What can the ecologist whose case rests on the preservation of the species, which is nothing but a variant of "the general welfare," say in reply to this? Either he can begin to question the nature of the concept of the general welfare itself or he can indict the AEC as being counter to whatever he defines the general welfare to be—in which case the ensuing argument ("No, we're not." "Yes, you are.") will last well into the atomic catastrophe that kills us all. The ecologist can protest until the end of the world, but unless he begins to argue in the name of individuals, he might as well be signing the planet's death warrant.
The ways in which so many of those in the ecology movement are undercutting their own arguments are innumerable. Although many are beginning to see the impracticality of depending upon the government to clean up the mess, the process of realization is slow and painful; most still support some form of political action. This belies an inconsistency. If pollution is objectionable because it robs people of an environment that is rightfully theirs, how can tax- (theft) supported programs be any less objectionable? Theft is theft. Why should it make any difference if my wallet is emptied by the choking fumes of the industrialist or the 1040 forms of the bureaucrat? The corollary of the truth that pollution is coercion is that coercion is pollution. Both are but variants of the same evil, that of treating people as if they were here to be used, pushed around, consumed. The term environment should not be limited to trees and buildings and rivers and automobiles. It includes one's financial context and political freedom. Without freedom to move, what good is space to move in?
Despite the fact that Russia has tighter control over its people for longer than any other government, the air is no sweeter in Moscow. Don't look to the political structure for eco-solutions. The political structure, along the set of ideas that brought it into existence, is responsible for the problem. If, as many ecologists predict, we will eventually be forced to turn to government for population control, pollution abatement on a grand scale, and everything else, you can kiss the earth goodbye. Man will have failed. The government has no answer but to level a gun at someone. And a gun is no solution to the complex matters that concern the ecologists. Because of the nature of government, the only methods of operation at its disposal are non-individualized. Such methods are bound to fail. Guns are not the solution; they are the problem.

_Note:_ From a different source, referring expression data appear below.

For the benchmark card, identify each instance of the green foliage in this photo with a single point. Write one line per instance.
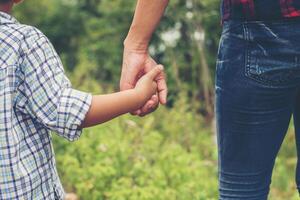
(168, 155)
(163, 156)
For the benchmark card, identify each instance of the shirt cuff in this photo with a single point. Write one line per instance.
(73, 107)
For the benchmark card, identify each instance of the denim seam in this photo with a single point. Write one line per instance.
(248, 74)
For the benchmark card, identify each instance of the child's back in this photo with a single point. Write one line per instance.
(35, 97)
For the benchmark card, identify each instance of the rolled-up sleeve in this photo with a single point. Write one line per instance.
(47, 93)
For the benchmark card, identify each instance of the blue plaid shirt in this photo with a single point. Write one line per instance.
(35, 97)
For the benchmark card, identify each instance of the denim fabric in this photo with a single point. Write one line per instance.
(257, 90)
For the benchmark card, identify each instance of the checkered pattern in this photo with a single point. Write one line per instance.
(260, 10)
(35, 97)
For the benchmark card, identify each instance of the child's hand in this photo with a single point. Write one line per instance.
(146, 86)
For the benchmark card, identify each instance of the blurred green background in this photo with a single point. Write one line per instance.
(169, 155)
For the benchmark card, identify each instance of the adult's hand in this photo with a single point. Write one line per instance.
(135, 65)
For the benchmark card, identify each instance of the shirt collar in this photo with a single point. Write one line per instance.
(7, 19)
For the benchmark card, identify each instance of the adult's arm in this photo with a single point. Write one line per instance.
(146, 18)
(136, 59)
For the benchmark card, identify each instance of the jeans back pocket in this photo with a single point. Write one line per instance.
(271, 57)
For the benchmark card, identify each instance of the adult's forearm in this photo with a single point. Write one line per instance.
(106, 107)
(147, 16)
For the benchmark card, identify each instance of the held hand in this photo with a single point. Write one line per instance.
(146, 86)
(136, 64)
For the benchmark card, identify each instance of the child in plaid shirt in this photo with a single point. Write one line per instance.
(36, 97)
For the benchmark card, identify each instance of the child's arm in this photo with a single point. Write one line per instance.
(106, 107)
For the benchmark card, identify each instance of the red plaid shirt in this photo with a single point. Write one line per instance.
(260, 9)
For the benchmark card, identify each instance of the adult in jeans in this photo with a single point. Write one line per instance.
(257, 86)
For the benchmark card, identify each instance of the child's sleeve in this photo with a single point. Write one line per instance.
(47, 95)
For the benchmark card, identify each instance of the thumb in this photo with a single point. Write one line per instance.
(155, 72)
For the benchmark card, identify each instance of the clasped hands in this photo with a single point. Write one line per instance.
(135, 65)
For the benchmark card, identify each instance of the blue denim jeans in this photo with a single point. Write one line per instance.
(257, 91)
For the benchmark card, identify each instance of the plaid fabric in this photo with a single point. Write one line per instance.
(35, 97)
(259, 10)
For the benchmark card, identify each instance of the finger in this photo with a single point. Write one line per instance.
(136, 112)
(162, 88)
(149, 111)
(155, 72)
(129, 77)
(150, 106)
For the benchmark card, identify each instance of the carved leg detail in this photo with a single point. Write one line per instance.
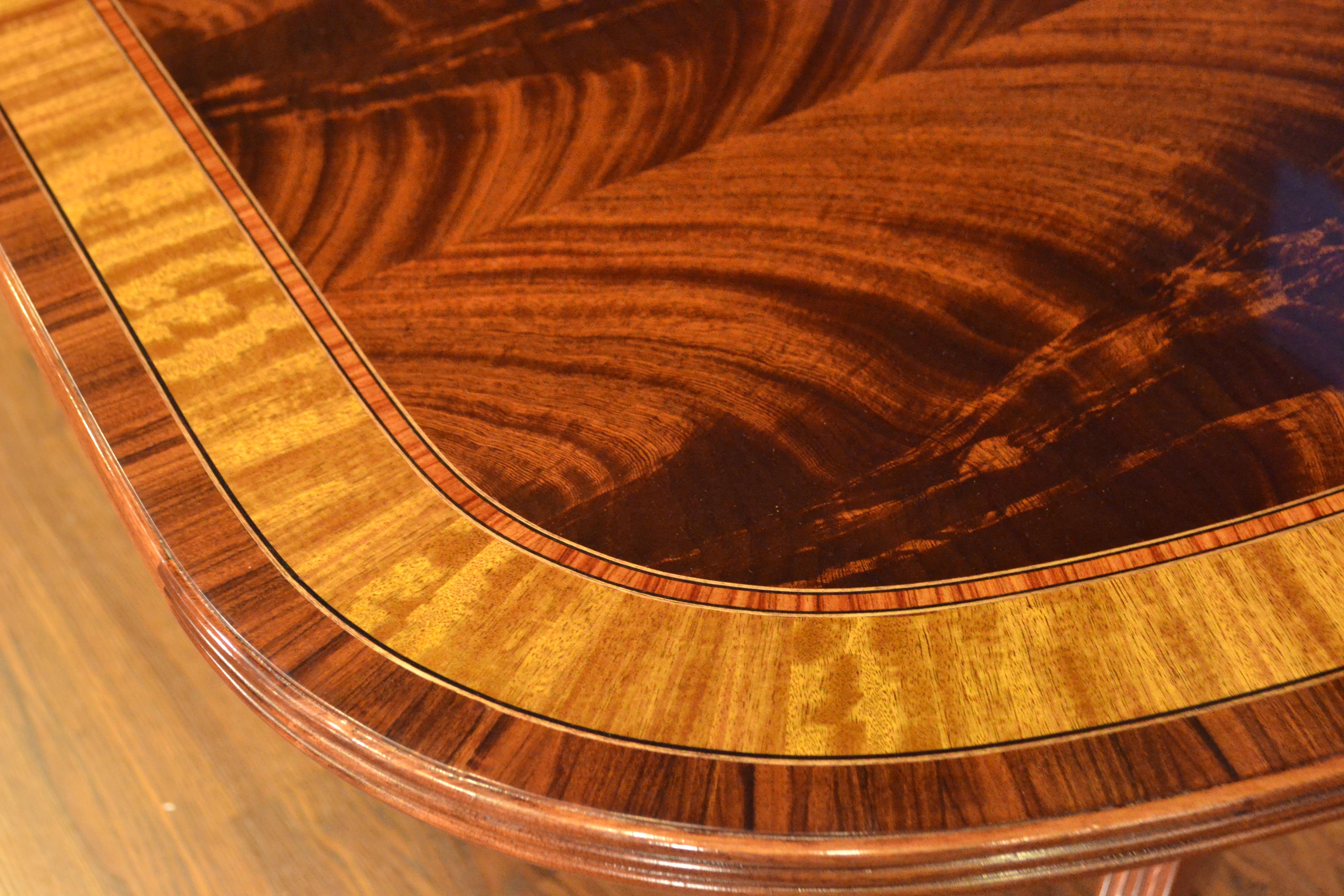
(1155, 881)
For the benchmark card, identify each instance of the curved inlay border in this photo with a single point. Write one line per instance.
(357, 524)
(475, 503)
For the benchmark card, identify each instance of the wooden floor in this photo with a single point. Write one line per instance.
(131, 770)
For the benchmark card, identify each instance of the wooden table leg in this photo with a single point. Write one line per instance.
(1154, 881)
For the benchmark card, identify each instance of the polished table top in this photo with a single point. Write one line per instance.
(746, 445)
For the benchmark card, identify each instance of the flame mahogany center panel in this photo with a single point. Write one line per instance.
(818, 295)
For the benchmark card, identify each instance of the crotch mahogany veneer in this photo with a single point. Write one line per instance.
(741, 445)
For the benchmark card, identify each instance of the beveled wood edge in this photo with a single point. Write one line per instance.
(623, 848)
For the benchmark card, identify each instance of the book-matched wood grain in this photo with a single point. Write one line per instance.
(877, 343)
(574, 722)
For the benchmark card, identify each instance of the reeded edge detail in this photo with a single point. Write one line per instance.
(685, 858)
(502, 523)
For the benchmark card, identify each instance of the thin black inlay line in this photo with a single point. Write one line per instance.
(433, 449)
(596, 733)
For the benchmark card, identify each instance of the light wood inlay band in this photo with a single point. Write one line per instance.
(353, 519)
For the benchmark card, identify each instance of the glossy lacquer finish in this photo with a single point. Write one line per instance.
(948, 289)
(845, 447)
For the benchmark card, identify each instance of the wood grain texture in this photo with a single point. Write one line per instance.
(350, 519)
(879, 342)
(108, 717)
(1182, 676)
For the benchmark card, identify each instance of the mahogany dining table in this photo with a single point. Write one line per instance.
(753, 447)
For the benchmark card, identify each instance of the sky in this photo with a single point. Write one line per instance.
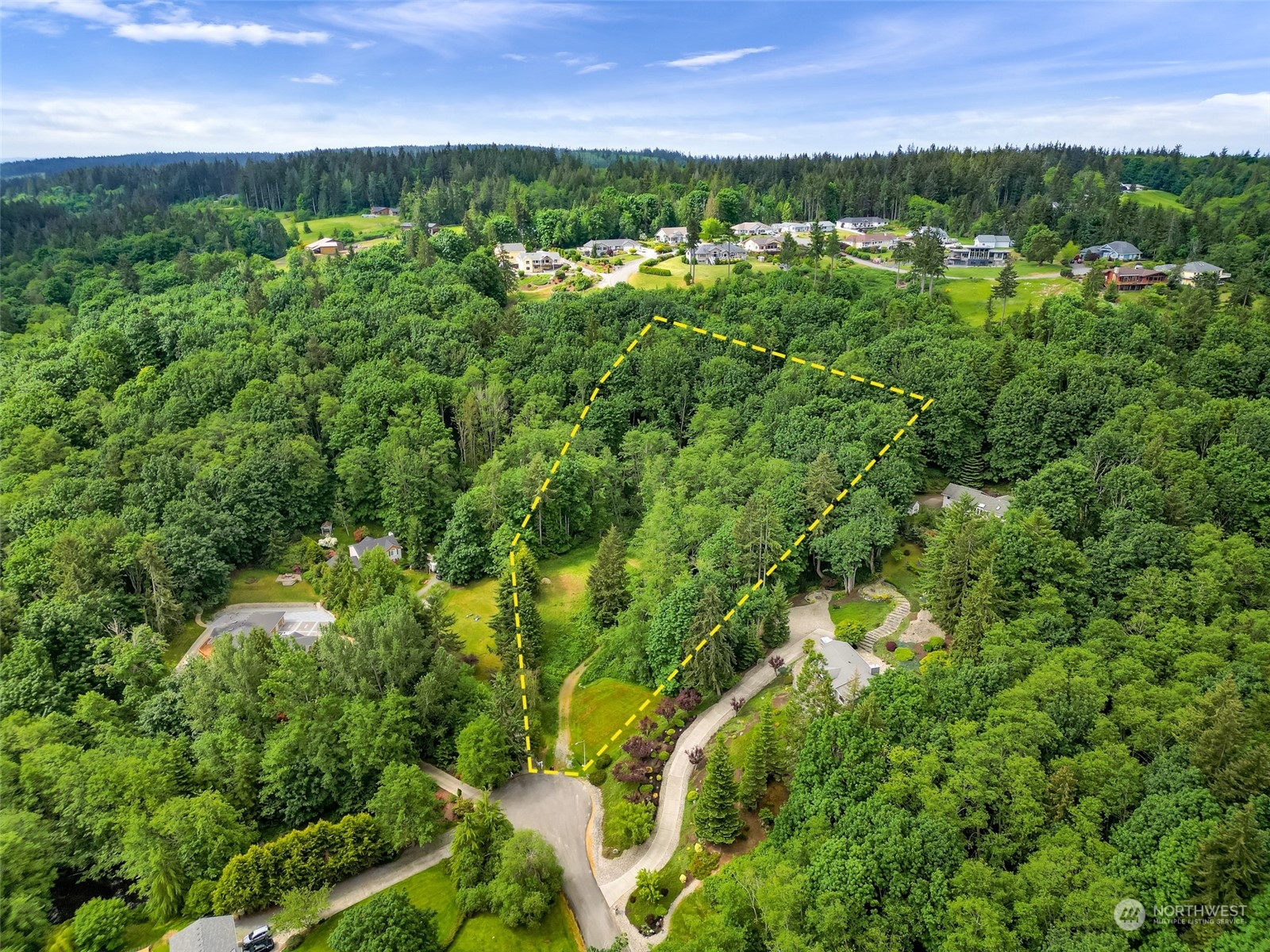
(737, 78)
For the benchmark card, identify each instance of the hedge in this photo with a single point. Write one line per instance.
(318, 856)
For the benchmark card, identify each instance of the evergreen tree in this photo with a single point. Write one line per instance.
(768, 739)
(1232, 861)
(607, 584)
(753, 777)
(1006, 287)
(718, 819)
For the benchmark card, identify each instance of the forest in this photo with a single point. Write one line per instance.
(175, 405)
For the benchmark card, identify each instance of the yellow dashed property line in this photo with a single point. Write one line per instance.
(762, 578)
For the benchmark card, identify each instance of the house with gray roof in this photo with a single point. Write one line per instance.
(1111, 251)
(357, 550)
(991, 505)
(213, 933)
(848, 668)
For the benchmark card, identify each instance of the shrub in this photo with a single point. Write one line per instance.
(321, 854)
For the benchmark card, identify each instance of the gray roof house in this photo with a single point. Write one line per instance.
(598, 248)
(1111, 251)
(849, 670)
(992, 505)
(213, 933)
(861, 224)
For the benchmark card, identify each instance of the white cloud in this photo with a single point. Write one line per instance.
(438, 25)
(92, 10)
(704, 60)
(221, 33)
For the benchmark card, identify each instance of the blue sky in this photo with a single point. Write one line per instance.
(99, 76)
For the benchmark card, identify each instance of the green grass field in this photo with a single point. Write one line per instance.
(857, 609)
(971, 295)
(1155, 197)
(706, 274)
(601, 708)
(260, 585)
(327, 228)
(431, 889)
(691, 918)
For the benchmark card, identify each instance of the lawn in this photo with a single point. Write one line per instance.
(260, 585)
(691, 917)
(431, 889)
(473, 606)
(327, 228)
(601, 708)
(855, 608)
(705, 274)
(969, 296)
(1155, 197)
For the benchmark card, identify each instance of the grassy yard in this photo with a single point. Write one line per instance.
(431, 889)
(705, 274)
(691, 918)
(1155, 197)
(601, 708)
(327, 228)
(855, 608)
(971, 295)
(473, 606)
(260, 585)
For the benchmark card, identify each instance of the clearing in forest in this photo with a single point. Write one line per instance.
(921, 404)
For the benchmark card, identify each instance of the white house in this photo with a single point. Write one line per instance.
(1111, 251)
(991, 505)
(861, 224)
(762, 244)
(849, 670)
(1193, 270)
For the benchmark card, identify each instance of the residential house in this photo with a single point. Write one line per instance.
(1193, 270)
(976, 255)
(718, 254)
(939, 232)
(869, 243)
(991, 505)
(1136, 278)
(605, 248)
(389, 543)
(861, 224)
(849, 670)
(1111, 251)
(762, 244)
(213, 933)
(327, 247)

Presumably, widespread famine (or whatever catastrophe gets us first) won't be pleasant, but government-directed famines can be expected to be worse. Here I refer the reader to the work of the free market economists for their discussions of the inherent inefficiency of government, or, if you think that source biased, to any young person who has worked for the government. (I have.)
The point is, if the "private sector" fails, there isn't any point in turning to the state. One's best bet is to head for the hills. Distant hills. If private enterprise fails it will be because it never learned to individualize the problem, something the state, being simply a vehicle for power aggrandization, will never do. To turn your troubles over to the state, then, is to say you don't really want them solved. It is to say you have given up.
Pollution is theft. The way to fight theft is to abolish it, not to adopt it as one's mode of action. When those ecologists who today do not recognize this finally do, we can proceed to save the earth. Until then, we cannot. Will the recognition come in time?